Since 2004 MCC has delivered nearly $17 billion in aid to 47 low-income and lower-middle-income countries across six continents, with programs lifting more than 300 million people out of poverty, including:
- Nearly half a million farmers trained, thousands of commercial and civic enterprises assisted, and nearly $100 million in agriculture and rural loans disbursed;
- Thousands of kilometers of roads completed;
- Nearly half a million students participating in MCC-funded educational activities, tens of thousands of instructors trained or certified through MCC-supported activities, and over a thousand educational facilities constructed;
- Hundreds of millions of liters per day of water production capacity added and nearly one hundred thousand people trained in hygiene and sanitary social and behavior change;
- Billions invested in climate-resilient infrastructure; and
- Deepening the agency’s commitment to inclusion and gender.

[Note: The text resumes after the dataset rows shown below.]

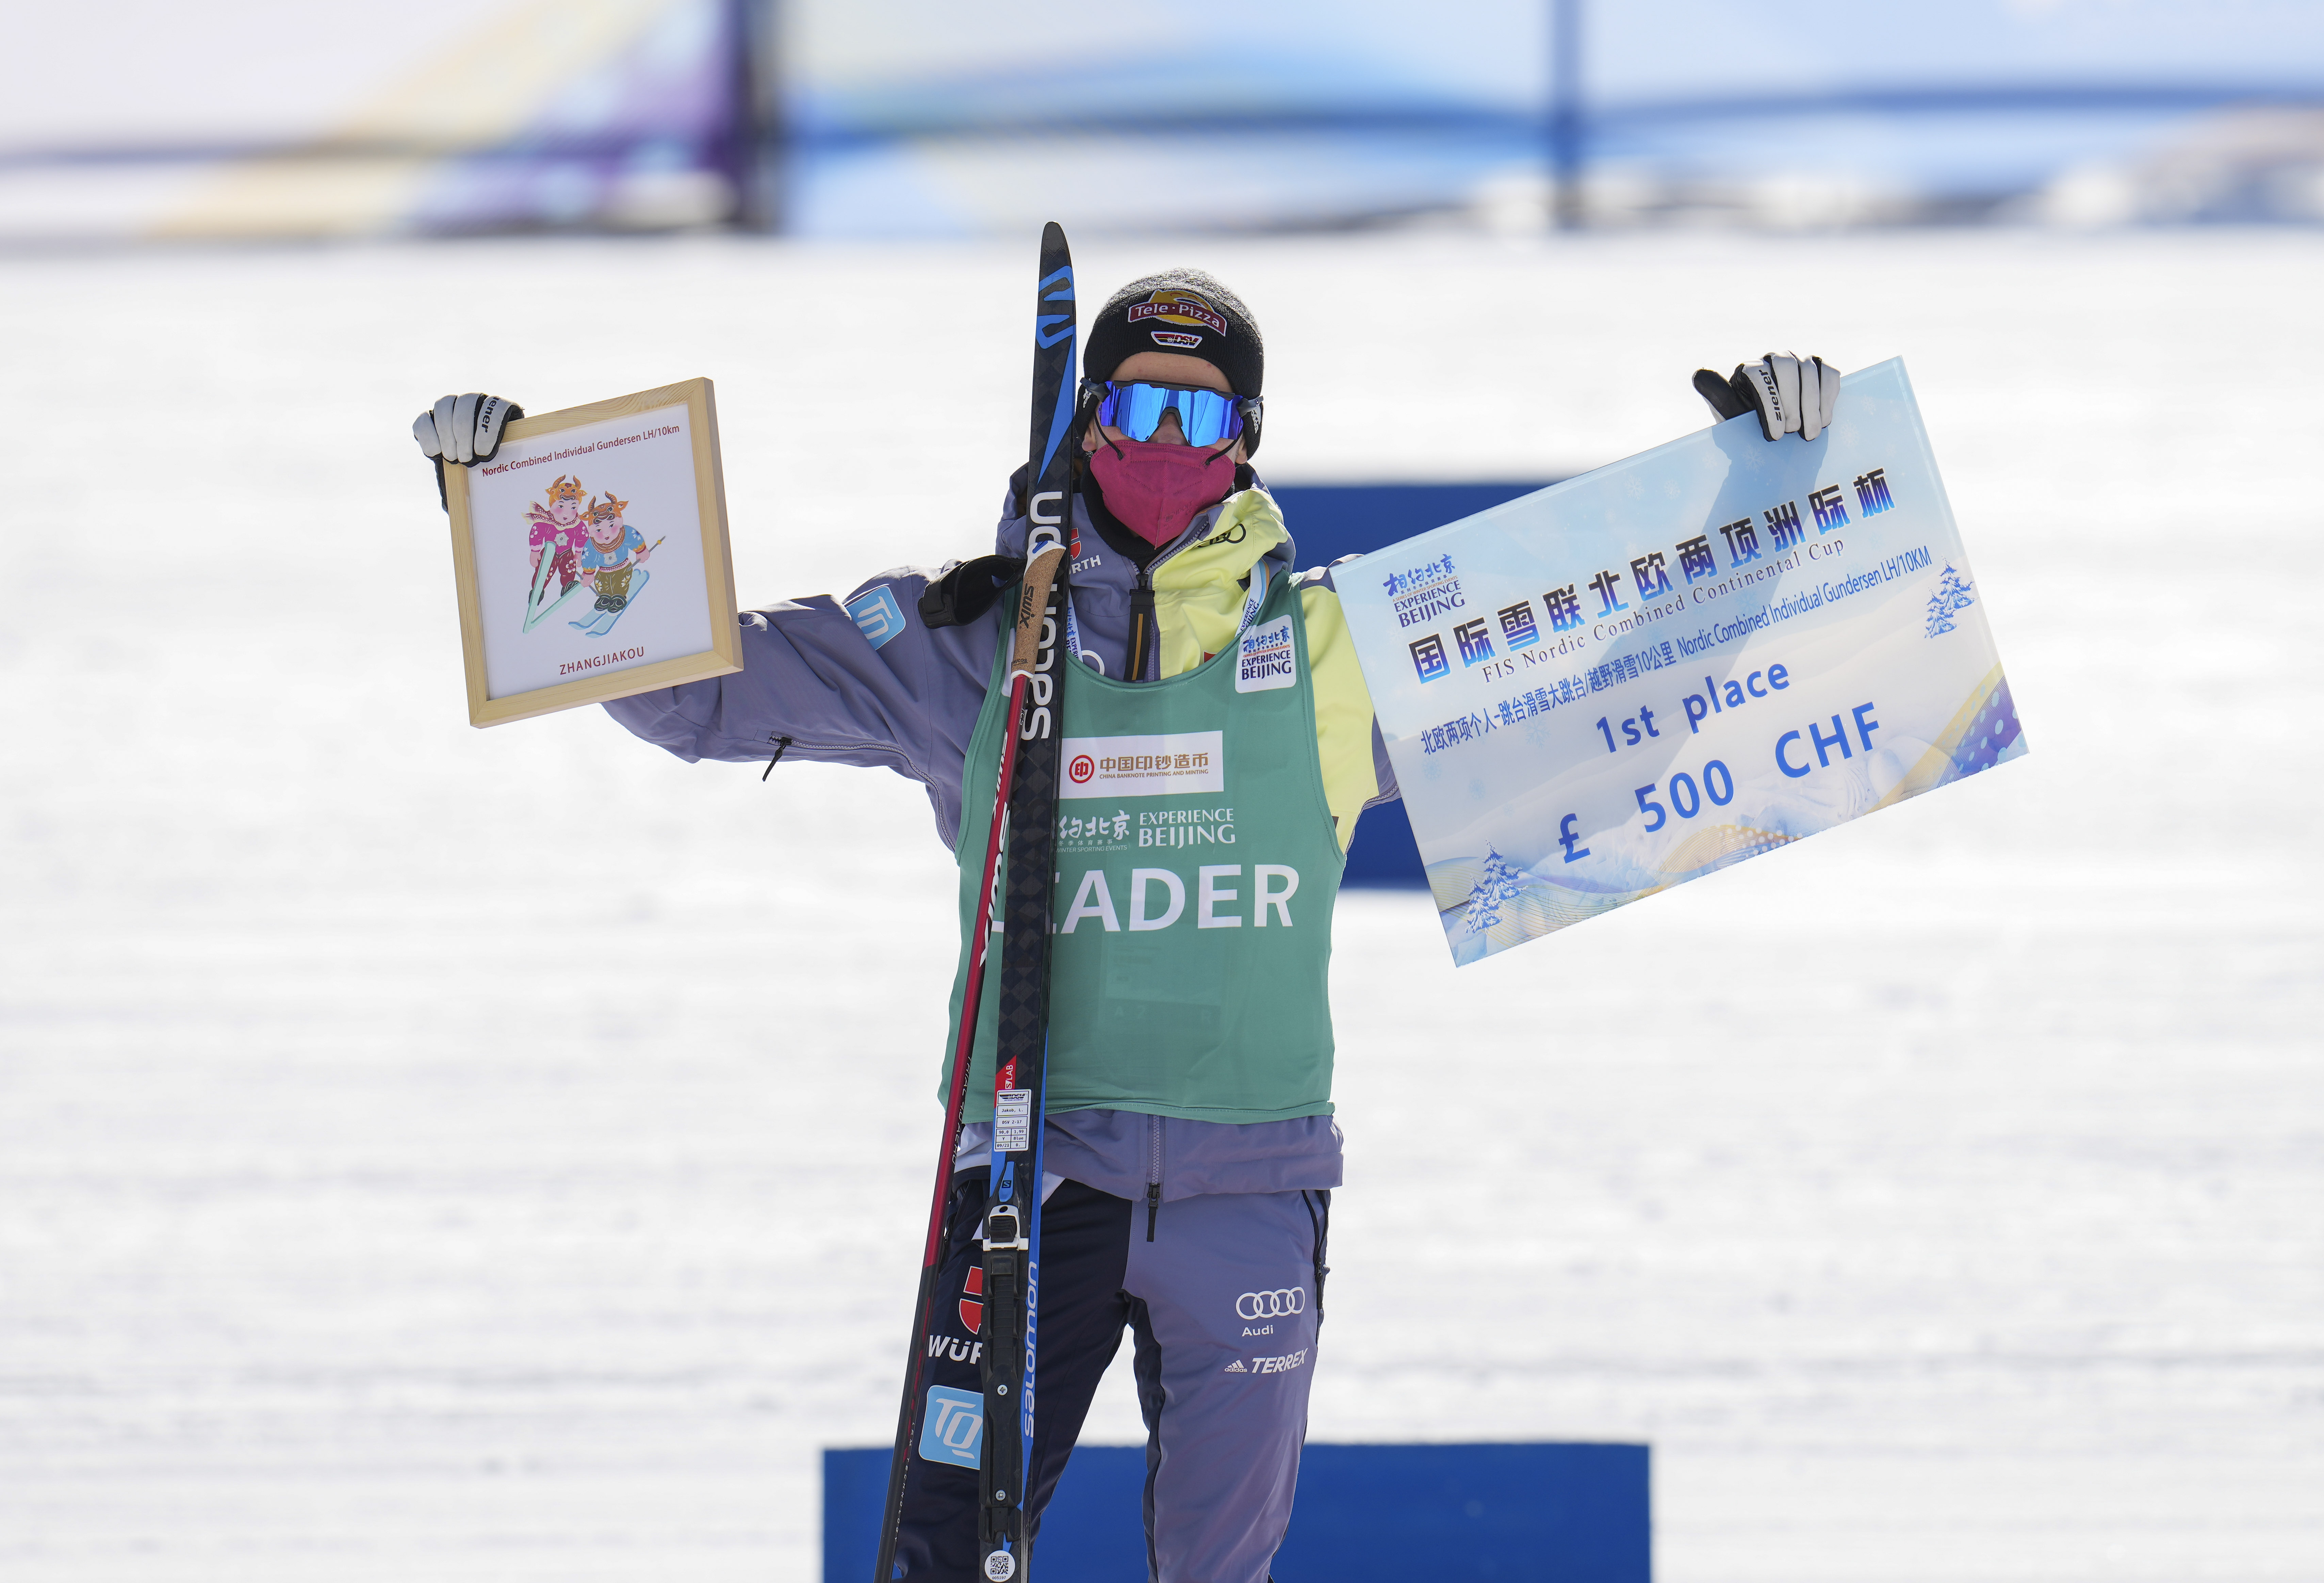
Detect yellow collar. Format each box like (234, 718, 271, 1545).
(1152, 489, 1289, 677)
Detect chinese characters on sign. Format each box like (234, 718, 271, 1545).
(1409, 632, 1450, 682)
(1383, 554, 1464, 627)
(1099, 750, 1210, 774)
(1333, 358, 2027, 967)
(1059, 811, 1133, 841)
(1415, 640, 1694, 755)
(1499, 601, 1539, 650)
(1403, 471, 1897, 691)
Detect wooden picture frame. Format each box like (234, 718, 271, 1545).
(443, 377, 743, 727)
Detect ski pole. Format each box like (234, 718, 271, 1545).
(873, 543, 1065, 1582)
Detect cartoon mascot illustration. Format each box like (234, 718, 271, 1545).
(570, 491, 658, 637)
(520, 474, 593, 631)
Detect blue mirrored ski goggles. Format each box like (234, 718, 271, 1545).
(1089, 381, 1252, 447)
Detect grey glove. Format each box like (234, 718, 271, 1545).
(412, 393, 523, 510)
(1692, 355, 1839, 442)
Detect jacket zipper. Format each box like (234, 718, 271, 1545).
(1126, 565, 1157, 683)
(1145, 1114, 1163, 1241)
(1124, 505, 1223, 1237)
(1121, 486, 1260, 684)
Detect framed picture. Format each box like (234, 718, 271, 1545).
(443, 377, 743, 727)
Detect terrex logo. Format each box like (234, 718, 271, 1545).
(1069, 755, 1095, 784)
(1126, 289, 1228, 336)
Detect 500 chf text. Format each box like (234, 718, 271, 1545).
(1552, 693, 1887, 864)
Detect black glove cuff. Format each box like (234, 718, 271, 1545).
(1692, 368, 1752, 422)
(919, 555, 1027, 628)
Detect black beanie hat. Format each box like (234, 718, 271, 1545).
(1082, 269, 1263, 398)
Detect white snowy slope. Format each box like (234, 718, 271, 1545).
(1, 232, 2319, 1583)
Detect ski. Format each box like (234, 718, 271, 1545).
(976, 220, 1078, 1583)
(526, 582, 586, 631)
(873, 221, 1077, 1583)
(522, 539, 587, 632)
(568, 569, 650, 637)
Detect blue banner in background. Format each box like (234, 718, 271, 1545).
(1337, 359, 2026, 966)
(1271, 483, 1558, 887)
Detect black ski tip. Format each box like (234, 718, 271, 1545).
(1042, 220, 1067, 249)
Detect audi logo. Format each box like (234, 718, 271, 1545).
(1235, 1288, 1306, 1320)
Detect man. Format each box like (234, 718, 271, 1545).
(415, 272, 1838, 1581)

MCC is changing improving lives and reducing poverty around the world - from the technical education centers that help Moroccan women gain relevant and in-demand job skills, to the groundbreaking water system that is increasing the water supply to Mongolia’s capital city by 80%.
The Millennium Challenge Corporation is an independent U.S. government agency working to reduce global poverty through economic growth. Created in 2004, MCC provides time-limited grants and assistance to countries that meet rigorous standards for good governance, fighting corruption and respecting democratic rights.